Найти тему
Вячеслав климов

Слепой верблюд. Рассказ.

От саванны, сопок и каменистых гор веяло прохладой. Над перевалом Гиндукуш разрасталась красно-розовая заря. И чем выше поднималось солнце, тем отчётливей рисовались пики горных вершин. Сумрак покидал долину Афганистана.

…Петляя меж сопок, на равнину вышел небольшой караван. Все двигались в полном безмолвии. Лишь было слышно, как звенят конские сбруи, под копытами животных шуршит сухая почва и как под всадниками поскрипывают кожаные сёдла. Мужчины в чёрных шароварах, длинных рубахах и такого же цвета тюрбанах выделялись тёмными пятнами на фоне бежевой земли. Таинственные седаки, напряженно всматриваясь и вслушиваясь в утреннюю тишину, конвоировали четырёх одногорбых верблюдов. Животные двигались степенным шагом, глухо постукивая большими копытами. Корабли пустыни, навьюченные тяжёлым грузом, шли один за другим, плавно раскачиваясь.

Чуя опасность, в долину убегала стайка длинноногих шакалов. В дружной нервозности поджав пушистые хвосты и сутуля облезло-костлявые спины, ночные хищники всё дальше и дальше уходили в саванну.

…Моджахеды, отслеживая всё подозрительное, продолжали скакать в полном безмолвии.

…Ярко-голубое небесное покрывало раскинулось от горизонта до горизонта. Высоко, под самым его куполом, распластавшись на восходящих потоках встречного ветра, кружил горделивый «смотритель пустыни» – гриф-стервятник.
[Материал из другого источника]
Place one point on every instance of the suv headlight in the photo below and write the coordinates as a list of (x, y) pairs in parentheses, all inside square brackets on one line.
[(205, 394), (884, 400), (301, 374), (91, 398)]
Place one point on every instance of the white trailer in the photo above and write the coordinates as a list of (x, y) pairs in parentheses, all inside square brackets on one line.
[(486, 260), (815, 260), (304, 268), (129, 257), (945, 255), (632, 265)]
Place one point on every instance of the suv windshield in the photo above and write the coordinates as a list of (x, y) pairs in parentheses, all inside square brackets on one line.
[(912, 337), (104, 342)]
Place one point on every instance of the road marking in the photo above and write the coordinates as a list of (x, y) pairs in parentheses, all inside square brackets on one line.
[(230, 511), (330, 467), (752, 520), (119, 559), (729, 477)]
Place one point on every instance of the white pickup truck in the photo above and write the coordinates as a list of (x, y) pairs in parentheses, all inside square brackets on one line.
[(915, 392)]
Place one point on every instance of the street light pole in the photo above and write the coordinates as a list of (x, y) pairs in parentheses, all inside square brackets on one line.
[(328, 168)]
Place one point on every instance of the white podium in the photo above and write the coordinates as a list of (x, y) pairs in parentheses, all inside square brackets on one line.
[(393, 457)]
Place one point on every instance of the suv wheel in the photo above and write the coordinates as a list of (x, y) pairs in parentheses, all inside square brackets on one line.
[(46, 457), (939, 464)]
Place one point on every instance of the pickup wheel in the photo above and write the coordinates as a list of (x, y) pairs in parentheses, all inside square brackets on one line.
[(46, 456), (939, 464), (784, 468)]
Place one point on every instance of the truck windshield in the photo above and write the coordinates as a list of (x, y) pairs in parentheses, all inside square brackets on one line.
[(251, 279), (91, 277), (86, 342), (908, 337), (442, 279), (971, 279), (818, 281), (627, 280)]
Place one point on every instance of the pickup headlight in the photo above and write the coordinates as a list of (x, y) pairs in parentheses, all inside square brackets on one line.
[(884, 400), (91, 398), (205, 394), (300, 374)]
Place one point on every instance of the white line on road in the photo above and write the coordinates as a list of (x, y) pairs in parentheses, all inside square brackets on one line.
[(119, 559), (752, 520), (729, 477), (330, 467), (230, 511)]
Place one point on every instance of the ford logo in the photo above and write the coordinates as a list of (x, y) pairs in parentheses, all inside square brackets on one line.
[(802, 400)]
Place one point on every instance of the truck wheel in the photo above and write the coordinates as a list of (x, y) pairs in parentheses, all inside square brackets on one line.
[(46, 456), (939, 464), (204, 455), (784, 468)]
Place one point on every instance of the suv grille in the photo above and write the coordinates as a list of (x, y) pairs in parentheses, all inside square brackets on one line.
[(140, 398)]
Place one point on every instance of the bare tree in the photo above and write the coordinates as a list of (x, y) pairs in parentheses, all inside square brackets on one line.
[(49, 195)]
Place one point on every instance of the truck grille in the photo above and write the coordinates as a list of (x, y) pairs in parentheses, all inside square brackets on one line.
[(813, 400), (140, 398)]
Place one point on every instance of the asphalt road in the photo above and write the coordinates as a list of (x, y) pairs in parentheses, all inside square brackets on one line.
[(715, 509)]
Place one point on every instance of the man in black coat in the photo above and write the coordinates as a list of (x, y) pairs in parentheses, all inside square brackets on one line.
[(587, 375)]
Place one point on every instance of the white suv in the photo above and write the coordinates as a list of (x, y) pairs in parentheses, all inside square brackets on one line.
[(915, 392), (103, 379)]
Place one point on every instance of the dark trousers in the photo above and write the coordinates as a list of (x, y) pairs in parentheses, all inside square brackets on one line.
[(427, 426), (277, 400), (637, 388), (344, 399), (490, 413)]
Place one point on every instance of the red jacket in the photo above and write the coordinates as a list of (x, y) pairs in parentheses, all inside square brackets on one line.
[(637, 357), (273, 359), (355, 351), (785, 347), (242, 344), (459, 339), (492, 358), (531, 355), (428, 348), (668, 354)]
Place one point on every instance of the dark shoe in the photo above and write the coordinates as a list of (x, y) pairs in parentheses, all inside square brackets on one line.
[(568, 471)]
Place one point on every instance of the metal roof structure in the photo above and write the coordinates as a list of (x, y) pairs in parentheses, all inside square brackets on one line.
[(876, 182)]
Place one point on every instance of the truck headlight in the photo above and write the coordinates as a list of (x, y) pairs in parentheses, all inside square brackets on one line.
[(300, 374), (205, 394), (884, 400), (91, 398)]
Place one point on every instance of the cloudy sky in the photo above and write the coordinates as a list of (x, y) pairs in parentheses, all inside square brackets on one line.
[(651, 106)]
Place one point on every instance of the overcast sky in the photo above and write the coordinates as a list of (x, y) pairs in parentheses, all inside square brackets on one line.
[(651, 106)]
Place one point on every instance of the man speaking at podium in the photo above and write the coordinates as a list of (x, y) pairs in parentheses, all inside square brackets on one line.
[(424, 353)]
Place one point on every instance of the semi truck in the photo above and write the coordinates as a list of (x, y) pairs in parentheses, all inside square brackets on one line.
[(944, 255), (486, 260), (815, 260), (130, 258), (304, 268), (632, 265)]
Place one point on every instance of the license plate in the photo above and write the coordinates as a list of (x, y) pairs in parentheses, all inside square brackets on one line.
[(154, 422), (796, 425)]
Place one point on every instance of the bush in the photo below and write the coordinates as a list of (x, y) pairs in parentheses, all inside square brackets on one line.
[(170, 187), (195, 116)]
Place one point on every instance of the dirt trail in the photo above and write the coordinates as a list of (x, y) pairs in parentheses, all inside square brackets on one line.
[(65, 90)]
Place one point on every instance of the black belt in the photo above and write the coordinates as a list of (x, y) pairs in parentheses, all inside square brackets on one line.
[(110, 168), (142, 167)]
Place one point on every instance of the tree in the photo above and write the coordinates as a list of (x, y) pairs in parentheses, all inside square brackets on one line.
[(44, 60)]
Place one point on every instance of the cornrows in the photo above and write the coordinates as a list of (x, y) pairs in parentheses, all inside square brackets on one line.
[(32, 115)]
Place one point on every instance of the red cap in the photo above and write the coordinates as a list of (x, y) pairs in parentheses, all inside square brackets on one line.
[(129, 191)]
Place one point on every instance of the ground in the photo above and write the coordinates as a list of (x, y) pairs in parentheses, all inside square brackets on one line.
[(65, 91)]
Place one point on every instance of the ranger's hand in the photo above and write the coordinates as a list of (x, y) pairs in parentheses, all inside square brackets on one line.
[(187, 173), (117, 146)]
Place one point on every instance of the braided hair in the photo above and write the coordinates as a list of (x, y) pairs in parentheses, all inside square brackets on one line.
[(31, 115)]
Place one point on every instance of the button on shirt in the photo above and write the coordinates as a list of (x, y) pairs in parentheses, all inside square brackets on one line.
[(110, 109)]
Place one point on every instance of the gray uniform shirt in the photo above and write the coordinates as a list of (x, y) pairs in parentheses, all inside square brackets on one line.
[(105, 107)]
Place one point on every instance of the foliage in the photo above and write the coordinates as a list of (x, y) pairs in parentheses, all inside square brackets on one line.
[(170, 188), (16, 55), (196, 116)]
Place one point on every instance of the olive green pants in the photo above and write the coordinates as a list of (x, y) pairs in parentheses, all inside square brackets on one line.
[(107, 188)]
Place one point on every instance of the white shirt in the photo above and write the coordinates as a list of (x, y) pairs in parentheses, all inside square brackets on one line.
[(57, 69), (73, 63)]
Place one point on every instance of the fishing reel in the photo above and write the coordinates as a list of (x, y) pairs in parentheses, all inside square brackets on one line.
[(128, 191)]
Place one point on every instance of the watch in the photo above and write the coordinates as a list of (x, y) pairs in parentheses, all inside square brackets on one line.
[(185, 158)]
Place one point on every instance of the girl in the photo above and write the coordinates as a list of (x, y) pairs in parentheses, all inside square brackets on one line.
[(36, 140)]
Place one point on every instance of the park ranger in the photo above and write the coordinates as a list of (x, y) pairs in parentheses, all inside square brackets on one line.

…Дозорный, ехавший впереди каравана на красавце-скакуне, посмотрел вверх. Сморщился в недовольстве. Нервно поправил висевшую на правом плече американскую винтовку. И, беззвучно двигая губами, стал читать молитву.

…Солнце выглянуло из-за гор. И тотчас в поднебесье вылетел стремительный веер его золотисто-рыжих лучей. Земля вспыхнула яркими красками дня.

…Прижмуривая глаза, всадники стали активней подгонять навьюченных животных.

…И вдруг, нарушая утреннюю тишину, раздался одиночный выстрел. Незримыми волнами эхо поплыло над долиной.

…От неожиданности погонщики и животные вздрогнули. Дозорный покачнулся в седле и медленно стал сползать с лошади. Тюрбан свалился и покатился по пыльной земле. Винтовка, висевшая на его плече, соскользнула и ткнулась в грунт длинным стволом. Всадник падал, а остальные моджахеды готовились к бою. Пытаясь понять, откуда прозвучал выстрел, они снимали с предохранителей оружие и лихорадочно осматривали ближайшие сопки.

…Заполняя долину звуками разнокалиберных выстрелов, на караван обрушился шквал огня. Стрекотал пулемёт, короткими очередями били автоматы. То тут, то там, вздыбливая землю, ухали миномётные взрывы.

…Щурясь от яркого света, душманы отстреливались наугад.

…Бой стих. Используя солнце как естественное прикрытие, шурави остановили духовский караван с оружием и наркотой.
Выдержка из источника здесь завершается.